WebSocket connections scale differently. API Gateway WebSocket APIs handle connection management automatically — there is no connection limit to configure, no load balancer to tune. The bottleneck is the DynamoDB connection store and the API Gateway Management API calls for message delivery.

For high-fanout scenarios — sending a notification to thousands of users simultaneously — we use SQS to queue the delivery. A Lambda function reads from the queue, looks up connections, and delivers messages in batches. This prevents the sending service from being blocked by slow deliveries and provides automatic retry for failed sends.

The combination of DynamoDB for state, Redis for speed, API Gateway for connections, and SQS for delivery gives us a real-time system that scales without any servers to manage. Every component is managed, pay-per-use, and scales to zero when idle.

07Lessons Learned

Building session management and real-time push for serverless taught us several lessons.

First, Redis TTL is your friend. Login sessions and MFA sessions expire automatically. No cleanup jobs, no scheduled Lambda functions, no DynamoDB scans. Set the TTL when you create the session and forget about it.

Second, transactional session creation prevents race conditions. Creating a session and evicting the oldest session must happen atomically. Without transactions, two concurrent logins could both succeed and leave the user with 6 sessions.
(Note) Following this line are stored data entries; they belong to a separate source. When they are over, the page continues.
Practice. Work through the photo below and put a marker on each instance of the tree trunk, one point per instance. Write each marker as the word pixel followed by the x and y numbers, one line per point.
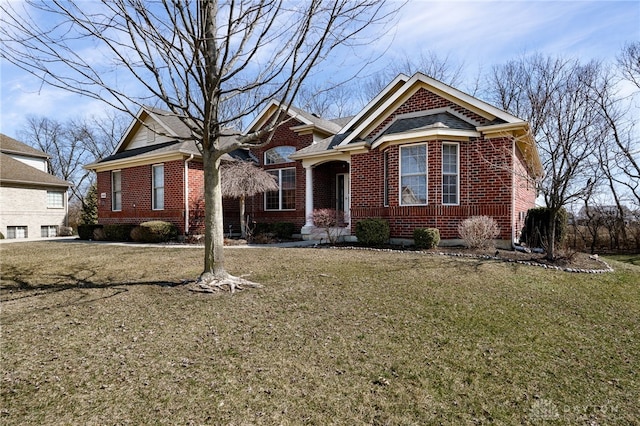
pixel 243 222
pixel 551 235
pixel 213 223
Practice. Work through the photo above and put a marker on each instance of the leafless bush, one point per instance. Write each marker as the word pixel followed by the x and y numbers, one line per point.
pixel 329 220
pixel 479 231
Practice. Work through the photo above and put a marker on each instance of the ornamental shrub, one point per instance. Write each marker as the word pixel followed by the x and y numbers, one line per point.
pixel 155 231
pixel 479 231
pixel 536 226
pixel 372 232
pixel 85 232
pixel 283 229
pixel 118 232
pixel 426 238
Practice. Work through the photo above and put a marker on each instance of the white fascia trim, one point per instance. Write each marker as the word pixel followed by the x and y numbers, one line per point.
pixel 374 101
pixel 504 128
pixel 426 135
pixel 266 112
pixel 137 161
pixel 479 107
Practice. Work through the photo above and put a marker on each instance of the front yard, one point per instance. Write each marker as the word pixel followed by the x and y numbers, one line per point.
pixel 107 334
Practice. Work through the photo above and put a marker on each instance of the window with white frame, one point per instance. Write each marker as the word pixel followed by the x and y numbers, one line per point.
pixel 285 197
pixel 116 190
pixel 279 155
pixel 386 178
pixel 55 199
pixel 17 232
pixel 158 186
pixel 413 175
pixel 48 231
pixel 450 173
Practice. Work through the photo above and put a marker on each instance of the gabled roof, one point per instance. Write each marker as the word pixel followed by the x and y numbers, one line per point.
pixel 14 172
pixel 401 88
pixel 310 121
pixel 180 143
pixel 9 145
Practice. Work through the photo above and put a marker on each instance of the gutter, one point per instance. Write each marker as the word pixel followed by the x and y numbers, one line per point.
pixel 186 194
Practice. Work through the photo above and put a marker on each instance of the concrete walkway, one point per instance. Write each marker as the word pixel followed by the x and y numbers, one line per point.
pixel 74 239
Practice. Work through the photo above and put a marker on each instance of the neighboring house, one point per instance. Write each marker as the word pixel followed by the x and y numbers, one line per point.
pixel 420 154
pixel 33 203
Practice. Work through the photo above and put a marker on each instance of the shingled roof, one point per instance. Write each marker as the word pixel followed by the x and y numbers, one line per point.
pixel 15 172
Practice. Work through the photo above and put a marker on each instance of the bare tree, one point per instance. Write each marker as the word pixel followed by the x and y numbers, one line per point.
pixel 553 95
pixel 242 179
pixel 629 62
pixel 211 63
pixel 73 143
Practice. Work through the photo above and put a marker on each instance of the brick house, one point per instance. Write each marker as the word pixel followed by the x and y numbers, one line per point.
pixel 420 154
pixel 33 202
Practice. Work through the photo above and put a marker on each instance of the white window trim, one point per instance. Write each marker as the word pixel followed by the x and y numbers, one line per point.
pixel 280 209
pixel 153 187
pixel 49 206
pixel 457 145
pixel 426 174
pixel 113 192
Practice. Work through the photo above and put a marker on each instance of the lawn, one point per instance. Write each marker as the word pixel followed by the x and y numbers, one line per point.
pixel 105 334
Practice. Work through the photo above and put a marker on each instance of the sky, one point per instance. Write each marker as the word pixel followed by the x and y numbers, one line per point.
pixel 477 34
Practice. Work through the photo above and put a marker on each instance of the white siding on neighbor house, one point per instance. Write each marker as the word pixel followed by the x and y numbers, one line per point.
pixel 38 163
pixel 143 138
pixel 28 207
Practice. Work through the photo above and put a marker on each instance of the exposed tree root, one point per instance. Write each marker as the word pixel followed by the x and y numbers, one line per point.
pixel 211 283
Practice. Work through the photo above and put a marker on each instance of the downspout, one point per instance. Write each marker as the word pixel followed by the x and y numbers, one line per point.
pixel 186 194
pixel 514 160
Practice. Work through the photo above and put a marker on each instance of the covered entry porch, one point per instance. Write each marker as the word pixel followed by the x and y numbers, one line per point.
pixel 327 186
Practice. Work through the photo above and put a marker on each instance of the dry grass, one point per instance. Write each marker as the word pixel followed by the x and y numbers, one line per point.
pixel 105 334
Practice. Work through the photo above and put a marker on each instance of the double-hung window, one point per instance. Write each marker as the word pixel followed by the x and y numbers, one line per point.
pixel 413 175
pixel 450 173
pixel 285 197
pixel 116 190
pixel 55 199
pixel 158 186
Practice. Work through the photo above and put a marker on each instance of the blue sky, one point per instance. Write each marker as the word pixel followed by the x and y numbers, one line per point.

Third, WebSocket disconnect events are unreliable. Always use TTL as a backstop. A 24-hour TTL on connections means stale connections are cleaned up within a day, even if the disconnect Lambda never fires.

Fourth, the event-driven coordinator pattern is worth the complexity. It adds a layer of abstraction, but it makes the auth flow testable, extensible, and observable. Every state transition emits a metric. Every failure triggers cleanup. New behaviors are added without touching existing code.

Fifth, cache consistency matters. When a session is created, updated, or deleted, both DynamoDB and Redis must be updated. We update DynamoDB first (source of truth) and Redis second (cache). If the Redis update fails, the next cache miss will repopulate from DynamoDB. Eventually consistent, but always correct.

📊

Key lessons: Redis TTL for automatic expiration, transactional session creation, TTL as a backstop for unreliable WebSocket disconnects, and DynamoDB-first writes for cache consistency.